How exactly does it benefit Home Depot?

Or does it just benefit their stockholders?

I.e. the company and whatever it "does" are epiphenomena?

TDDG said...

The company winds up with no change in operations, slightly higher interest cost, but a big one-time benefit to shareholders.

Anonymous said...

This certainly is not the first of the current wave earlier. Another big company that recently has done something similar is Valero (with a $ 6 billion total plan and approximately $40 billion market-cap, but also a company that does benefit from being investment grade).

I am not sure that I see there is long term value in incuring more debt for the shareholders vs. simply paying out excess cash as an excess dividend. Perhaps I am too conservative in my outlook.

highlowbrow said...

I am not sure that I see there is long term value in incuring more debt for the shareholders vs. simply paying out excess cash as an excess dividend.

Classical theory is that for a company, there is a cost of debt capital and a cost of equity capital. The cost of debt is the interest expense. The cost of equity is the value of future earnings.

So for an A rated company, it maybe has a 6% cost of debt capital. If the cost of equity capital is more expensive, say 9%, the company would be better off substituting debt for equity.

I am mainly a stock market investor, but I've wondered about this question a fair amount. It seems tough to find cheap stocks in general, although I've found quite a few companies that could have much higher EPS by changing equity to debt, and still maintain a good balance sheet.

TDDG said...

I'd seem logical that you could try to find companies capable of levering up and buy the stock. You'd have a collection of strong balance sheets and potential for EPS expansion through nothing more than recapitalization.

Ryan said...

As other posters have said, this is the "eat or be eaten" mentality of the M&A 80's recasted into an LBO scenario.

Companies know that they have to get lean and lever up or else activist investors and private equity money will be right there to do it for them.

And so the corporate spreads continue to widen...

Anonymous said...

There is a lot of BS in what is being taught in business schools as classical theory of business (and as a CFA Charterholder I have seen my fair share of it on all sides of that coin).

The point against recapitalization is not a debt/equity cost argument, the point is if the equity holders actually own the company (which, by law they do) why are you incurring extra costs in the form of debt for them?

I have no objection to a company analyzing the merits of the cost of debt vs equity for expansion or reinvestment in assets (and if it is a company in which I own the stock I would hope they have a very high bar for financing anything with new equity).

I as an equity investor would take a very dim view towards any company levering up beyond BBB to finance a recapitalization, as I think there is merit in preserving financing flexability if you actually need it...

TDDG said...

More debt increases costs and bankruptcy risk.

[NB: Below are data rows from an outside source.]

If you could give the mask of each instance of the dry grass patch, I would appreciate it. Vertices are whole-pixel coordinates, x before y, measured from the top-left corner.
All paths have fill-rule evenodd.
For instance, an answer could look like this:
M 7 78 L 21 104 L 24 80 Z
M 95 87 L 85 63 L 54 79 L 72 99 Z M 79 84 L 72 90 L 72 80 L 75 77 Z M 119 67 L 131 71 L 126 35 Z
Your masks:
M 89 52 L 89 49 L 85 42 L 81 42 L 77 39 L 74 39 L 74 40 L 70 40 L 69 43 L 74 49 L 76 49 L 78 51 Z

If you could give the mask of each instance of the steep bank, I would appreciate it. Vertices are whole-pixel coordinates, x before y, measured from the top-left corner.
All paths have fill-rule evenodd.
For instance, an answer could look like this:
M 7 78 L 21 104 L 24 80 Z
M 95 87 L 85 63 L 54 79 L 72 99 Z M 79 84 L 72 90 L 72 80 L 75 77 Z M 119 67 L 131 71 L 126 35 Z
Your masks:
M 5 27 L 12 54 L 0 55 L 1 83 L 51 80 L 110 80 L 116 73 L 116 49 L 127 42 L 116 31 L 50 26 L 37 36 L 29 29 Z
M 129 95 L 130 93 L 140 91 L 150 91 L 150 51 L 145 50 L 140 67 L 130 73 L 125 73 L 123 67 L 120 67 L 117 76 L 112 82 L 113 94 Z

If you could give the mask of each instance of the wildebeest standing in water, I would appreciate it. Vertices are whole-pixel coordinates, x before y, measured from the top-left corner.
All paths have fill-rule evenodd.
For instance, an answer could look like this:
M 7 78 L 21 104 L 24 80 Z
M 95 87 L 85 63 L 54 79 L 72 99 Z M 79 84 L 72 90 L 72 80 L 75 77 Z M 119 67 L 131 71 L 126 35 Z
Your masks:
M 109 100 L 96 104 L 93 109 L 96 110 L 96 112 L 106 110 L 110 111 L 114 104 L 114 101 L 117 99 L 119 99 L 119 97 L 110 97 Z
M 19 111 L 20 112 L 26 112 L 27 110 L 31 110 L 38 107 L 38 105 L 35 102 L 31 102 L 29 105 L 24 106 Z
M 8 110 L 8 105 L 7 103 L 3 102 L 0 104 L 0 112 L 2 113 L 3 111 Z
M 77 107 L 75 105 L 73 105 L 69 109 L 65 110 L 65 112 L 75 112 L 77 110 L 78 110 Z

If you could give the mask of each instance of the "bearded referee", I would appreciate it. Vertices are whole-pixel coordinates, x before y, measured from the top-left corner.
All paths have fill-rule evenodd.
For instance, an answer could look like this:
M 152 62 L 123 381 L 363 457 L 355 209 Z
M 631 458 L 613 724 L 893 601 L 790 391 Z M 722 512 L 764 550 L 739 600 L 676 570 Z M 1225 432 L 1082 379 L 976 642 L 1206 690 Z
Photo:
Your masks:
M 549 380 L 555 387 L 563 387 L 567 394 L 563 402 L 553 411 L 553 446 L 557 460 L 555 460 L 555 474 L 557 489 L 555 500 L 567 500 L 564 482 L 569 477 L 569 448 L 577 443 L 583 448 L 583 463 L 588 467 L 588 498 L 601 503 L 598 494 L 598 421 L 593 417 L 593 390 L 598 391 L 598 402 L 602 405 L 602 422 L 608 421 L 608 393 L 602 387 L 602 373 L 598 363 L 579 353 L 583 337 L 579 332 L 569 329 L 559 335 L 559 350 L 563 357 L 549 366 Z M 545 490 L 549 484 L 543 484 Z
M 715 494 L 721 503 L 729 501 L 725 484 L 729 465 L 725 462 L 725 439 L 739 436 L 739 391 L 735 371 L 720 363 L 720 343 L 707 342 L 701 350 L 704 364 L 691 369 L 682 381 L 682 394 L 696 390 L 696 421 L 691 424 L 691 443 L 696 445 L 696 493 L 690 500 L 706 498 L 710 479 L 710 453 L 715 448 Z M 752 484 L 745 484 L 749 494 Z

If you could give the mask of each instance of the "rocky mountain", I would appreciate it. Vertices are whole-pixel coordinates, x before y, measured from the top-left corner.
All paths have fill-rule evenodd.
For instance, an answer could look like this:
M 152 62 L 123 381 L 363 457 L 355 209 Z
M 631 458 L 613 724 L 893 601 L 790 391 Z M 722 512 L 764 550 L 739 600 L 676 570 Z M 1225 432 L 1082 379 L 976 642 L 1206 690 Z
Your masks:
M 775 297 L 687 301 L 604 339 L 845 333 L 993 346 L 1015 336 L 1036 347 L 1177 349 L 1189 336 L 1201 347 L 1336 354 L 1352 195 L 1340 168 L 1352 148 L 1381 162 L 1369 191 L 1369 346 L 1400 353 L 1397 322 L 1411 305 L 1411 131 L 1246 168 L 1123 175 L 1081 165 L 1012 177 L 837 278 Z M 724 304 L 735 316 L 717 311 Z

Isn't it a question of whether the increased ROE of greater leverage is worth the increased risk?

Anonymous said...

Yes, but increased cost as well as increased risk as you point out.

The other point that bears mention in this argument is that in the modern era, companies are not taking out debt to pay a dividend but to buy back stock. Paying a dividend should broaden the base of interest in the equity in a low payout stock, and demonstrates a commitment of management to sustaining a return to the shareholder.

Going back to Valero for a second, they do need to maintain creditworthiness since they have to buy enough oil on world markets to support a large refining system. However, they probably did not incur enough debt to make much of a difference to them.

Home Depot obviously incurred enough debt to make a difference to them. If business worsens, do they then pay for their buyback with a sub-investment grade rating? Furthermore, as with your Cisco example, does it matter much to their business or would the equity of either be punished for being a more risky proposition?

As I (and if I post much more I’ll register a name…) said earlier, perhaps I am too conservative in my analysis.